Ketika kita dicekam ketegangan menjelang tahun 1965, yang dalam
kajian ilmu-ilmu sosial disebut zaman cultural schism, yaitu kehidupan yang
penuh perpecahan budaya, ayat ini pernah dikorup untuk menjelekkan kaum
beragama dengan memotong sepenggal ayatnya sehingga tak komplet: maka celakalah
orang-orang yang bersembahyang.
Yang melakukan korupsi ayat ini pun menegaskan: ini bunyi kitab
suci, Surat Al-Maun. Padahal, utuhnya, celakalah orang yang bersembahyang, yang
tak menaruh peduli, seperti disebut sedikit di atas, kepada kaum miskin.
Organisasi sosial keagamaan yang besar, Muhammadiyah, didirikan
oleh KH Ahmad Dahlan demi panggilan ayat tersebut. Tidaklah memahami agama bila
kita hanya menghafal ayat tersebut, tetapi tidak mampu mengamalkannya. Begitu
argumen beliau. Memberi tempat, pendidikan, dan kehidupan bagi anak yatim dan
kaum miskin itu perintah agama. Jadi, jelas merupakan sebuah kemuliaan.
Kalau mereka diberi pendidikan secukupnya, lalu dilatih bekerja,
dan menjadi kaya, itu amal saleh demi perintah agama. Di sini memperkaya orang
lain dianggap sebuah kemuliaan.
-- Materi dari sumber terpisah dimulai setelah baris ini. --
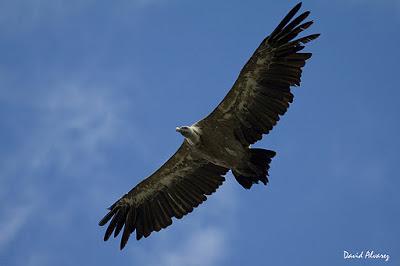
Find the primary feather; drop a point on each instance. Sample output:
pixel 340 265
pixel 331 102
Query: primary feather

Derajatnya mulia di bumi, mulia di langit.
Mulia di dunia ini, mulia pula di hari akhir. Membikin longgar bagi orang lain
yang dalam kesempitan, sempit sosial, sempit politik, sempit ekonomi, itu
perbuatan mulia. Menolong orang lain untuk memperoleh lapangan kerja, itu amal
mulia.
Meminjami orang lain modal untuk membuka warung, restoran, atau
kafe, pendeknya untuk berbisnis, itu termasuk kategori amal saleh dan amal
saleh seperti itu mulia sekali. Jika orang bersangkutan menjadi kaya dan kita,
yang memberi pinjaman modal tadi disebut memperkaya orang lain, itu mulia di
atas mulia. Jaranglah ada bandingan yang setara dengan kemuliaan itu. Kredit
untuk rakyat kecil jarang yang berhasil memperkaya mereka.
Kredit usaha menengah pun jarang yang bisa membuat penerima kredit
tadi memperoleh sukses besar yang layak menjadi contoh. Kalau ada yang sukses,
itu pun harus didaftar sebagai bagian dari kemuliaan duniawi yang dampaknya
jauh sekali ke dunia yang akan datang dan balasan bagi kemuliaan itu luar biasa
besarnya. Kita perlu memperbanyak kemuliaan di sekitar kita. Banyak orang yang
sudah melakukannya.
Rumah singgah, yang memberi pendidikan kepada anak-anak jalanan,
itu kemuliaan. Kalau beberapa di antara mereka kelak bisa maju, pendidikan
mereka tinggi, lalu mereka sukses dalam kehidupan, mulialah usaha itu. Mulia
tanpa bandingan pula karena hanya sedikit jumlah amalan seperti itu dan yang
sedikit itu hanya kecil, lebih sedikit, yang sukses.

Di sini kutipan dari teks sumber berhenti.